Иногда Клайв лежал у нее на коленях, а Мэгги смотрела в пустоту. Это не могло долго продолжаться, потому что равновесие нарушилось. Льюис перестал щеголять заросшим шрамом и как-то сказал о том, что вовсе моя мать не такая уж и замечательная. Что она просто остановилась на одной ступени и отчаянно боится постареть. Наверное, это он тоже вычитал у Фрейда. Другие начали его поддерживать, потому что их прыщавые фобии Мэгги надоели.
– Я хочу обмануть всех. Весь мир, – как-то сказала она, приблизилась и посмотрела в глаза. – Мы могли бы взять и спутать все планы.
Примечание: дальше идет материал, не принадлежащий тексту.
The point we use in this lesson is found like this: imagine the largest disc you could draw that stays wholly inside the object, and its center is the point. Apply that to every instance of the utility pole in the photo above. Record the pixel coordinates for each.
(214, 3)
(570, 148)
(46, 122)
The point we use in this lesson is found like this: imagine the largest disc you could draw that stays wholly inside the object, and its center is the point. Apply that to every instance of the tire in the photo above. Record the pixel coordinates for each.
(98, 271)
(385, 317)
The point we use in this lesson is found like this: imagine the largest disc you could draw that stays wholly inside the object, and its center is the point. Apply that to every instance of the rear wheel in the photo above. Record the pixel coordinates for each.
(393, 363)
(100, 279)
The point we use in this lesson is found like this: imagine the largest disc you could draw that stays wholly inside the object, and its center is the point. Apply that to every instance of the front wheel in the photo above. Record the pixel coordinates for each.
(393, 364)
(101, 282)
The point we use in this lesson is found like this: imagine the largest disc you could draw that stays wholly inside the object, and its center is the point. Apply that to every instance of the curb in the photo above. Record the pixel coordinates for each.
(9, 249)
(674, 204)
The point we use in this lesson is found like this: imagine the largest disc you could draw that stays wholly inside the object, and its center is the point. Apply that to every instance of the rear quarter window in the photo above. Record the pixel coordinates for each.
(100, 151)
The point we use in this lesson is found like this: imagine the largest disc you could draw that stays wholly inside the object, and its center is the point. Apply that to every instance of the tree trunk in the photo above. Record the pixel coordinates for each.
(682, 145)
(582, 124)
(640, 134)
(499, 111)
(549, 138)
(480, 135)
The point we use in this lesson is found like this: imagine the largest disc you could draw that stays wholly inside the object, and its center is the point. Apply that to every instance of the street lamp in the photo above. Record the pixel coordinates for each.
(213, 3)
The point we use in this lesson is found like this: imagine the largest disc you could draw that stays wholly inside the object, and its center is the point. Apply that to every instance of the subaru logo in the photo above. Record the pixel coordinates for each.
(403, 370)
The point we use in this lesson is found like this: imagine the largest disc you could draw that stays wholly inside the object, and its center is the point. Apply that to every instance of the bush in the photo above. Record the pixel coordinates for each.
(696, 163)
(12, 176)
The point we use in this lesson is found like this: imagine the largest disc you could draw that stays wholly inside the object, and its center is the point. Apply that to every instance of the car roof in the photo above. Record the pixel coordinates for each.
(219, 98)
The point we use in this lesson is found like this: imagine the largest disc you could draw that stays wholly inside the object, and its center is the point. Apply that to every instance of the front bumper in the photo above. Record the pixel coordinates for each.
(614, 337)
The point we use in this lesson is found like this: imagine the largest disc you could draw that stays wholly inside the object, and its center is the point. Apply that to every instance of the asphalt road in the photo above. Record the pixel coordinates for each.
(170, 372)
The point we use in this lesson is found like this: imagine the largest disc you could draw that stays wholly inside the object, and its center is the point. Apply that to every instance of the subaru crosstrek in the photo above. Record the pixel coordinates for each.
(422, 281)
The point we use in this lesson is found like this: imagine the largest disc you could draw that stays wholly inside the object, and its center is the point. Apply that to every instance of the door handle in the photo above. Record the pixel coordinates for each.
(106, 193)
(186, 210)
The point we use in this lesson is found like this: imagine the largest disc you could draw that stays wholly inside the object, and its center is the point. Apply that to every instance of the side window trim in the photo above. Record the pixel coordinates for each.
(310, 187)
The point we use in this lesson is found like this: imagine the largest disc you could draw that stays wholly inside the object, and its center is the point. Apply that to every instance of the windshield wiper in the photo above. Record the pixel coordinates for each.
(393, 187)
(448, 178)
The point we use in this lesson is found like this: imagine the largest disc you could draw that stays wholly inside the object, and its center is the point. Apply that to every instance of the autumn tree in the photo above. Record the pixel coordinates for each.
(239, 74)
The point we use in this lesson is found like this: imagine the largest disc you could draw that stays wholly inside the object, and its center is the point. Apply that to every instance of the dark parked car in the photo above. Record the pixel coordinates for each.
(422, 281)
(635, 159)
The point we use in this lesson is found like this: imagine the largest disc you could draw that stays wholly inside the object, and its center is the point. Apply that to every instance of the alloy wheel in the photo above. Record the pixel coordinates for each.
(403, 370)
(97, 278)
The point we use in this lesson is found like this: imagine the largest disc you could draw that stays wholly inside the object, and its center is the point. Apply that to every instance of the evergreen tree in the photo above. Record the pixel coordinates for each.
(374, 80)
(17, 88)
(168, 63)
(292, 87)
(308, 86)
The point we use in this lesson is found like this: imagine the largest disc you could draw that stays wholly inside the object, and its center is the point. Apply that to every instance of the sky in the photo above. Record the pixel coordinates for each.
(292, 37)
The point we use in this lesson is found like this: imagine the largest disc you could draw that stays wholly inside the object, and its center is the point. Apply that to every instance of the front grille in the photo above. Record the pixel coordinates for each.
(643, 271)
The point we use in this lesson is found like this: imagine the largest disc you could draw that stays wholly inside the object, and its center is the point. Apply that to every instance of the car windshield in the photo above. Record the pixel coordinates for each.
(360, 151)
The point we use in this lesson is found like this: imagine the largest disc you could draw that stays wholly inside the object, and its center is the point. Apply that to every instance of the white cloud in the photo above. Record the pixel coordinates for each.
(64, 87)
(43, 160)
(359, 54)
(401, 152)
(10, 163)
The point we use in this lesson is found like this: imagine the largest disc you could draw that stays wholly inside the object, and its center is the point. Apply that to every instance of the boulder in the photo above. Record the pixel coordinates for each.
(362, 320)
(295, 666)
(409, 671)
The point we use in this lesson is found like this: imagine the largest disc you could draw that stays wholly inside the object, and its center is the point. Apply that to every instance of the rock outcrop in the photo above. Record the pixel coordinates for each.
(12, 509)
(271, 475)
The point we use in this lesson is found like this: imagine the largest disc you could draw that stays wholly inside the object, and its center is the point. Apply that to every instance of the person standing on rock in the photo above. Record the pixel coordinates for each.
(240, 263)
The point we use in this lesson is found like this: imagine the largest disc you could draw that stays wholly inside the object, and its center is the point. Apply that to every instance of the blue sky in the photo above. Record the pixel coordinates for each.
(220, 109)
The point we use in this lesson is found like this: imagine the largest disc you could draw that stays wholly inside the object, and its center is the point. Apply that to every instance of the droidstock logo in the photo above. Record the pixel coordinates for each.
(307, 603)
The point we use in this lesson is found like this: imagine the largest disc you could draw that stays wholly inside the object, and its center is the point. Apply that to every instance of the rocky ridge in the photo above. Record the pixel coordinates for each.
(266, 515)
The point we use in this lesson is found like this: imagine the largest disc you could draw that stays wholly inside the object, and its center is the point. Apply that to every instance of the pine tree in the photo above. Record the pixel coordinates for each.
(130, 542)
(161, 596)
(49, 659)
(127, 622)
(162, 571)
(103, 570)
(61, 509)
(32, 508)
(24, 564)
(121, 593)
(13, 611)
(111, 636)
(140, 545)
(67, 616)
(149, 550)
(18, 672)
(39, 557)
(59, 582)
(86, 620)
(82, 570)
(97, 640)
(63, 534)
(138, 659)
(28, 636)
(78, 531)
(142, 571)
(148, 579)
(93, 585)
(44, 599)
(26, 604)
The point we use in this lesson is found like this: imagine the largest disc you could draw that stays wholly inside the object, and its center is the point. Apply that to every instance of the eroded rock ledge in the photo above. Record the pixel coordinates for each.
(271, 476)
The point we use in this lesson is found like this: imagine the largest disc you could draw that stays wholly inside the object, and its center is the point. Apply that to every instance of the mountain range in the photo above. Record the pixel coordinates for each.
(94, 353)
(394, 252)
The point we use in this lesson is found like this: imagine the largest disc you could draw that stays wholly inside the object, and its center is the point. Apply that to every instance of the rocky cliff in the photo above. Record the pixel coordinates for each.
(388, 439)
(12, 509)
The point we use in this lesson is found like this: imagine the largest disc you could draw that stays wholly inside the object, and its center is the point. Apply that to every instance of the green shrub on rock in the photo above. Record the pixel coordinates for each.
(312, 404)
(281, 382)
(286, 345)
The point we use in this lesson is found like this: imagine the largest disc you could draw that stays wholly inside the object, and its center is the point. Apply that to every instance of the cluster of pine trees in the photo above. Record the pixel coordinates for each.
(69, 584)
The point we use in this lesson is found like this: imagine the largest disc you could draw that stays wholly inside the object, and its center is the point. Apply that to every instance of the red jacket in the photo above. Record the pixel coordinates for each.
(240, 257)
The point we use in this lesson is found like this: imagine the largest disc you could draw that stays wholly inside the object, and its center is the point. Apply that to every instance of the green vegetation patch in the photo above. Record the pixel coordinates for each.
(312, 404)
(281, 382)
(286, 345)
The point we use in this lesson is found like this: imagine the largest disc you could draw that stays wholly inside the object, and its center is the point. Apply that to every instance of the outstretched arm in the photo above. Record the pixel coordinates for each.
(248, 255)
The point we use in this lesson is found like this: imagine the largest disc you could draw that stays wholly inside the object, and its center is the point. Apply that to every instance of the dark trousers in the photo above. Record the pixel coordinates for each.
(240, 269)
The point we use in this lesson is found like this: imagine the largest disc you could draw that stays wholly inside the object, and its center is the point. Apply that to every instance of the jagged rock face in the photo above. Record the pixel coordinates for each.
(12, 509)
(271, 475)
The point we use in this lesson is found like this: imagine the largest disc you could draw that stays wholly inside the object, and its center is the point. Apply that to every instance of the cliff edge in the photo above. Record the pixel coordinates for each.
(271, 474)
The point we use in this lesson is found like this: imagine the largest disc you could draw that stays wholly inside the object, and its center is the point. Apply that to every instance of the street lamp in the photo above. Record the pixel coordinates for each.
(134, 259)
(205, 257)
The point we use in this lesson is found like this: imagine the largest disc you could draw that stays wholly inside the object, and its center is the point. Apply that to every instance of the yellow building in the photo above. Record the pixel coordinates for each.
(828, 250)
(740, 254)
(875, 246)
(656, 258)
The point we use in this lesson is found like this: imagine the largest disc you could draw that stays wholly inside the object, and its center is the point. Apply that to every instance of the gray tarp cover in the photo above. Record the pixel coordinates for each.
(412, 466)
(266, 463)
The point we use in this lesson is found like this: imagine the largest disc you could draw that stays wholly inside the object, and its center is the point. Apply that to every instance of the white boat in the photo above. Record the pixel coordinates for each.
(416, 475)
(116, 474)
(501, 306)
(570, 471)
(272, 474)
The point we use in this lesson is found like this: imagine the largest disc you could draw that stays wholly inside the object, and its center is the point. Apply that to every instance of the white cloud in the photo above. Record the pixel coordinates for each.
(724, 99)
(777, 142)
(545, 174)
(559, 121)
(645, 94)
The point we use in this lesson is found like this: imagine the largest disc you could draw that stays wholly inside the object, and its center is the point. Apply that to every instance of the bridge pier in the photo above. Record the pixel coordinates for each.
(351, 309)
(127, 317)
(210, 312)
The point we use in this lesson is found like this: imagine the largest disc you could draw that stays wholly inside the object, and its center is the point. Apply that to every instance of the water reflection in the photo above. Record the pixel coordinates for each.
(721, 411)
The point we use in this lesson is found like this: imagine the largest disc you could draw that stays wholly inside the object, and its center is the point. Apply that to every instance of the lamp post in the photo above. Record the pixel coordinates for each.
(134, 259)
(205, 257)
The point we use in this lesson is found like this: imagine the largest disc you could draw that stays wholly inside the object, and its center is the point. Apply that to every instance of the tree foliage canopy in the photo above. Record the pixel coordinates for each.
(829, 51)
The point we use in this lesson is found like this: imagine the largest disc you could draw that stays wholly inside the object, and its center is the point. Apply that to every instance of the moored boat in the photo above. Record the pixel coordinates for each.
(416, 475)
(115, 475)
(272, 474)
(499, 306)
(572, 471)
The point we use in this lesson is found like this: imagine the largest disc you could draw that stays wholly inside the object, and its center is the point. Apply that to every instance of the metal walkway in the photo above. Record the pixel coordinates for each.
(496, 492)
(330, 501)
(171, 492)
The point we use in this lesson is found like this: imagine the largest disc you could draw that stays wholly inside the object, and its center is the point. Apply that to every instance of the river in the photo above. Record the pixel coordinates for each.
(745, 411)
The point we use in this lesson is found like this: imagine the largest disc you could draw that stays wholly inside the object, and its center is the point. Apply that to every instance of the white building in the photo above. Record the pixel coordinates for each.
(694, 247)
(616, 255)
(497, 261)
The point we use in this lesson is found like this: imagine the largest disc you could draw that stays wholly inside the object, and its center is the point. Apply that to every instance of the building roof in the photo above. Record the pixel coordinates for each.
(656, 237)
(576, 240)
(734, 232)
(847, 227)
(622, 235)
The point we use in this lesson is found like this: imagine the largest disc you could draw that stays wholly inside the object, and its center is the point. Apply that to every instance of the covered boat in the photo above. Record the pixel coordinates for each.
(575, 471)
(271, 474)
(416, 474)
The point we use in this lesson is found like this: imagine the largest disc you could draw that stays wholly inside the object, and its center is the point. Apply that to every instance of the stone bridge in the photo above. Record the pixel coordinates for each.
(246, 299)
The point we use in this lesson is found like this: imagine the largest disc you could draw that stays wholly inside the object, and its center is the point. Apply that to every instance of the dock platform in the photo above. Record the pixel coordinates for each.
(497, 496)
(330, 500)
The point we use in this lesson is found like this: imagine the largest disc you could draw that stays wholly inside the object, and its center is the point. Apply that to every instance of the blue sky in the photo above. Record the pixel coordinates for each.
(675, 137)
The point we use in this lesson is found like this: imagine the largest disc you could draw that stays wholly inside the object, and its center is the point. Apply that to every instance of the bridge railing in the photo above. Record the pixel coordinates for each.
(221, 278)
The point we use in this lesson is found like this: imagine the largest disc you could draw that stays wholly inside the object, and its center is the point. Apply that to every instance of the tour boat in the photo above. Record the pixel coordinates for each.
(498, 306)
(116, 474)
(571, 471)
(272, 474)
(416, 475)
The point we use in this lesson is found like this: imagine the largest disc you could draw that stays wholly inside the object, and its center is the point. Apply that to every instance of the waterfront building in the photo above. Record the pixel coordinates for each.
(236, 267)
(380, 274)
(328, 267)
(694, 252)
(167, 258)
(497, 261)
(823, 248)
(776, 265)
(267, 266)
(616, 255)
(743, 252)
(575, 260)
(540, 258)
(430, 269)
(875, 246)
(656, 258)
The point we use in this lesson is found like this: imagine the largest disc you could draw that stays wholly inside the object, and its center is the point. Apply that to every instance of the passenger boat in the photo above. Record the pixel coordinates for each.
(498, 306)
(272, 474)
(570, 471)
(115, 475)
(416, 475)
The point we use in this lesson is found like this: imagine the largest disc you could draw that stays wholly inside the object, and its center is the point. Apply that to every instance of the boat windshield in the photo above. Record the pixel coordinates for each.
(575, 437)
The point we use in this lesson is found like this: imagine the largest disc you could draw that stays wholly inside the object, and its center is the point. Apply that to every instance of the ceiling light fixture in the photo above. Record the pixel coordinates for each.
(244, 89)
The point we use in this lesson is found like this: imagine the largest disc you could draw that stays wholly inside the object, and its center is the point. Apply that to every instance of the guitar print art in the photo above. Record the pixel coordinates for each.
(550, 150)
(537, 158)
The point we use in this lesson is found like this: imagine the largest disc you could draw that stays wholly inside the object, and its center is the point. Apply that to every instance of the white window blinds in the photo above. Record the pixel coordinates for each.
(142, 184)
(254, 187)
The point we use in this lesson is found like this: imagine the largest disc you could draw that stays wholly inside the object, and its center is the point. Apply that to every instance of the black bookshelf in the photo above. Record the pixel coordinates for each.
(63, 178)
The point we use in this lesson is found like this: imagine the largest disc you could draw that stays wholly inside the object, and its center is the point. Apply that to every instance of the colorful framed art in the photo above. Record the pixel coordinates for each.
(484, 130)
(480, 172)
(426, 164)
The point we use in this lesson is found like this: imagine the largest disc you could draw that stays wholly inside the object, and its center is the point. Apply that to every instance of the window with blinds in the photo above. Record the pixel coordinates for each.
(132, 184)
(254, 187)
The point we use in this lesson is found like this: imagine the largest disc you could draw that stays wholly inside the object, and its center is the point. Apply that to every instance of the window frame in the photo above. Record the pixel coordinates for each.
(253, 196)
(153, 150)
Остановить время.
Я не понял, кого она подразумевает под этим «мы», но готов был биться об заклад, что Клайва никогда не хватит на такую затею. Не было в нем стержня, как в Мэгги, этих черных звезд, хотя он всегда отвечал «да».
Мне было нечего сказать. Даже если бы я захотел что-то выдать, вряд ли сумел бы открыть рот и выложить это. Что-то заканчивалось – бесповоротно, безвозвратно. Все парни расходились, наша тусовка распадалась, она потеряла свою естественность, все перестали быть равны. Хотелось взять Мэгги за руку, увести куда-нибудь, но мне было нечего ей предложить.
– Ты мне нужна, – это единственное, что я смог тогда сказать.
Вечером она взяла бритву и располосовала все лицо.